Esa ausencia, según el analista Héctor Riveros, es intencional y responde a una estrategia de campaña para que la asociación Duque-Uribe no sea tan marcada a la hora de conquistar el voto de centro que se necesita en una segunda vuelta.

Pero aún sin tenerlo al lado hace eco de la seguridad democrática, de la necesidad de modificar los acuerdos de paz para tener una justicia sin impunidad, y de tener un gobierno que no sea ‘derrochón’ y que enfrente la corrupción.

Por ejemplo dijo le hará reformas al acuerdo para que el narcotráfico no sea un delito no amnistiable, y para que la sustitución de cultivos ilícitos sea obligatoria (y no voluntaria como está ahora). Y que no iba a tener contemplación con los jefes guerrilleros que incumplan lo que se pactó.

“Vamos a hacer de este un país donde la paz se construya con justicia y no con impunidad”, dijo.

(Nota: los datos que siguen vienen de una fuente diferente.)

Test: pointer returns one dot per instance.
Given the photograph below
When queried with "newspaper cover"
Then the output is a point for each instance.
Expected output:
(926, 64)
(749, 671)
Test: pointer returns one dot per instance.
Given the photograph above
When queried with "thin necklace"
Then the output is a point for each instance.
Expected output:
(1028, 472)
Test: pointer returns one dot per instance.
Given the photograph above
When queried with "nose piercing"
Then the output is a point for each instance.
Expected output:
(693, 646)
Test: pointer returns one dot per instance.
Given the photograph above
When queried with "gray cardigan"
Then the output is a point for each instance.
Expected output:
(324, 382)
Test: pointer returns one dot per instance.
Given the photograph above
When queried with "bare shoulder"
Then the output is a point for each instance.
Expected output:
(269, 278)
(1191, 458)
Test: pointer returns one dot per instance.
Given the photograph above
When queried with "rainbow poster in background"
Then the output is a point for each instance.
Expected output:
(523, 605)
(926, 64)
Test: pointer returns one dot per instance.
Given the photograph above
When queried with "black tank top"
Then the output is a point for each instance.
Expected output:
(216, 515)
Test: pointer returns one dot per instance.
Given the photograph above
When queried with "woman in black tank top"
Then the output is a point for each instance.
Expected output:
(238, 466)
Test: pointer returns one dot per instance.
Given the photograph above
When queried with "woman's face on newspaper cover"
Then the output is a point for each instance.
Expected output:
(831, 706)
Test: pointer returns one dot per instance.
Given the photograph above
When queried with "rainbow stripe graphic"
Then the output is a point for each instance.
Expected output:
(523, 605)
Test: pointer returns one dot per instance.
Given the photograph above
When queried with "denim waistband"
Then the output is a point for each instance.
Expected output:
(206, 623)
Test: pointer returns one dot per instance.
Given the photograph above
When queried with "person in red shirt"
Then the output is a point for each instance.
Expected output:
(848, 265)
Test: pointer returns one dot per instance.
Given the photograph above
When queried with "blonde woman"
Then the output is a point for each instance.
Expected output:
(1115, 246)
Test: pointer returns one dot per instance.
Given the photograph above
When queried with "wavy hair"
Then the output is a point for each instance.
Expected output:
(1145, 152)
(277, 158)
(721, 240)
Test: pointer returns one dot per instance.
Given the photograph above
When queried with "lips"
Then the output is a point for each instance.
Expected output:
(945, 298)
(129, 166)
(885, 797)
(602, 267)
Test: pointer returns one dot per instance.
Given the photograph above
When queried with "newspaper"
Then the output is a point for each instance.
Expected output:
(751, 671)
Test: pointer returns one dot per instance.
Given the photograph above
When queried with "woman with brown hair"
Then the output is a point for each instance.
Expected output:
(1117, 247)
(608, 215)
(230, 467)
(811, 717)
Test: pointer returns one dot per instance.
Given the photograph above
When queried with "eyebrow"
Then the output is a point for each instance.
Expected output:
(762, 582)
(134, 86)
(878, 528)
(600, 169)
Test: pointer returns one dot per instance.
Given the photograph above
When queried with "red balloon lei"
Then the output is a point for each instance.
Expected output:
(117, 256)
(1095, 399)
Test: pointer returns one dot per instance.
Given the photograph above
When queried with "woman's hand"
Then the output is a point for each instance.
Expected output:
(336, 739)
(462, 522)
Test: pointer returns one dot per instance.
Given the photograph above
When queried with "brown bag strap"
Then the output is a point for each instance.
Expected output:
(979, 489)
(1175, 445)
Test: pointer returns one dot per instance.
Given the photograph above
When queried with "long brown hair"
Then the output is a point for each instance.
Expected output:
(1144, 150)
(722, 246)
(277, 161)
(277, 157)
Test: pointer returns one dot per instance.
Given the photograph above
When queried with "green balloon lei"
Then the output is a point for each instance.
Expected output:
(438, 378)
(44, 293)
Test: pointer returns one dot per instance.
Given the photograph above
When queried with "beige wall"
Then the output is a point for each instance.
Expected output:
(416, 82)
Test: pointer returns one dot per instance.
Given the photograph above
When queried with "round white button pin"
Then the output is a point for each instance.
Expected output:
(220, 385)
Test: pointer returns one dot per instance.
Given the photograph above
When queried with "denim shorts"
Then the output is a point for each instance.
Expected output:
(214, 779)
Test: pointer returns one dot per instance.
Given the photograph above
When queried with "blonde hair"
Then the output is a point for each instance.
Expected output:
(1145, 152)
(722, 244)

Una frase que recoge el inconformismo de una región como la del Sur que votó masivamente No en el Plebiscito.

También dijo que el de él no va a ser un gobierno ‘derrochón’ (como definió Uribe al de Santos) y que va a ser el presidente que va a liderar la lucha contra la corrupción, el que va a empoderar a los ciudadanos para que denuncien y el que va endurecer las penas para que quienes se salgan de legalidad paguen.

(Eso lo planteó en Pitalito donde tiene el apoyo de dos cuestionados por corrupción, el exsenador José Antonio Gómez Hermida y el exgobernador Juan Cárdenas)

Con este discurso, el apoyo de las maquinarias de los nuevos aliados, y manteniendo una base que históricamente le ha copiado a Uribe, el candidato Duque espera no solo doblar sus votos acá, sino hacer del Sur la ‘piedra angular’, como lo dijo en Neiva, de su victoria en primera vuelta.